- Born: 1955 (age 69–70) Johannesburg, South Africa
- Website: https://kimschmahmann.com/

= Kim Schmahmann =

South African artist

Kim Schmahmann (born 1955 in Johannesburg, South Africa) is an artist who currently resides in Cambridge, Massachusetts. His studio is located in the Brickbottom Artists Building in Somerville, Massachusetts.

== Art Style ==
His art combines conceptual art with fine art, utilizing the tension that exists between the idea and the craft to express the tension that arises between individuals and society. Many of his pieces comment on the institutionalized control and discrimination that he witnessed growing up in South Africa, a country dominated by systems of oppression from its colonial past through the apartheid regime.

== Works ==
His iconic piece, the "Bureau of Bureaucracy," is permanently on display at the Smithsonian Renwick Gallery in Washington, DC. This piece took six years (from 1993 to 1999) to create at the MIT Hobby Shop in Cambridge. In October 2019, the Bureau of Bureaucracy was named one of the "Five Pieces at Smithsonian Museums and Galleries You Shouldn't Miss" by the Association of Registrars and Collection Specialists (ARCS).

His piece entitled "Apart-Hate: A People Divider," was acquired by the Museum of Arts & Design in New York City. The piece has appeared in MAD's Re: Collection exhibition curated by David Revere McFadden, as well as the Global Africa Project exhibition curated by Lowery Stokes Sims and Leslie King-Hammond. The Apart-Hate piece reflects on how societies create systems that divide people with hate. Judith Dobrzynski, writing for The New York Times, described the work as a "meditation on discrimination."

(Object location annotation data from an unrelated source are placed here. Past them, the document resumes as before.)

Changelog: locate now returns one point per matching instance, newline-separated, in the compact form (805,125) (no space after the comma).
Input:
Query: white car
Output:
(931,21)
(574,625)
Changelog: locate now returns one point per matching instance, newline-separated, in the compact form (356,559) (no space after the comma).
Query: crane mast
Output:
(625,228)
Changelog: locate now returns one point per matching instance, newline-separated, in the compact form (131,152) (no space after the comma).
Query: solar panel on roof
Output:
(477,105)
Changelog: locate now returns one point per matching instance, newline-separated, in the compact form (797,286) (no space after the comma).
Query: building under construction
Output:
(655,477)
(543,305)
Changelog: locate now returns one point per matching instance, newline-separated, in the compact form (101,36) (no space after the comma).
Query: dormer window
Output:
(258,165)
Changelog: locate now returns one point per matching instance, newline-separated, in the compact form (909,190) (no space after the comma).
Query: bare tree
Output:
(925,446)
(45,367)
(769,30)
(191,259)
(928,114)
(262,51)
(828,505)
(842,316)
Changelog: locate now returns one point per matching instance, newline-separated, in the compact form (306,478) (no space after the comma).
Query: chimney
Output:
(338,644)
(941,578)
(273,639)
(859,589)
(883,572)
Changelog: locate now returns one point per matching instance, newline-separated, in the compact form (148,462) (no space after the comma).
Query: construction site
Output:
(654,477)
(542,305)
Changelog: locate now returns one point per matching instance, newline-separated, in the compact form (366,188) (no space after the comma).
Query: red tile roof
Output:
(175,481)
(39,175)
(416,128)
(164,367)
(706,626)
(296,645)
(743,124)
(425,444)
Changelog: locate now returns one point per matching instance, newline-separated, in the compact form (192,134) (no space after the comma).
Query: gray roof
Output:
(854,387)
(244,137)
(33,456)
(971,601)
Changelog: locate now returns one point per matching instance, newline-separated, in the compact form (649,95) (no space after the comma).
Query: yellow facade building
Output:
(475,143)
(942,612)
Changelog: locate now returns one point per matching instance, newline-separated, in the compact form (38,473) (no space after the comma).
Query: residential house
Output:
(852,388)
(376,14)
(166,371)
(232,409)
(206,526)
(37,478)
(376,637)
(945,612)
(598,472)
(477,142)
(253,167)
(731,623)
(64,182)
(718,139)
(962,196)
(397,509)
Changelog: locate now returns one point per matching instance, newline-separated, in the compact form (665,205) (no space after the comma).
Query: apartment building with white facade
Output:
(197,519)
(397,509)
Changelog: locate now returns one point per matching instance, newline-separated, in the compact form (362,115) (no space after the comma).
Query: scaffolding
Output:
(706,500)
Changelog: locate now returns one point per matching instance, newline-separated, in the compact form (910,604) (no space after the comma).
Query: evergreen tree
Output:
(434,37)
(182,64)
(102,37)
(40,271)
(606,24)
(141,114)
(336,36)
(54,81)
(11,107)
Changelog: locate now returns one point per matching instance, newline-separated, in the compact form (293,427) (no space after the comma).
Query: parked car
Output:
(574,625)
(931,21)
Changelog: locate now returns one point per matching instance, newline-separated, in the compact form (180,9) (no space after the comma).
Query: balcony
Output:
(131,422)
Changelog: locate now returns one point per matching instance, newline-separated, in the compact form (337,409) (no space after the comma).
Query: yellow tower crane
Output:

A recent piece, entitled "Belabeled" and acquired by the Peabody Essex Museum (PEM) in Salem MA, is about the power of labels to shape identity. These labels—those that people put on themselves and those others give them—frame expectations and limit possibilities. In exploring how labels matter, this piece invites viewers to challenge and reflect on their preconceived judgments.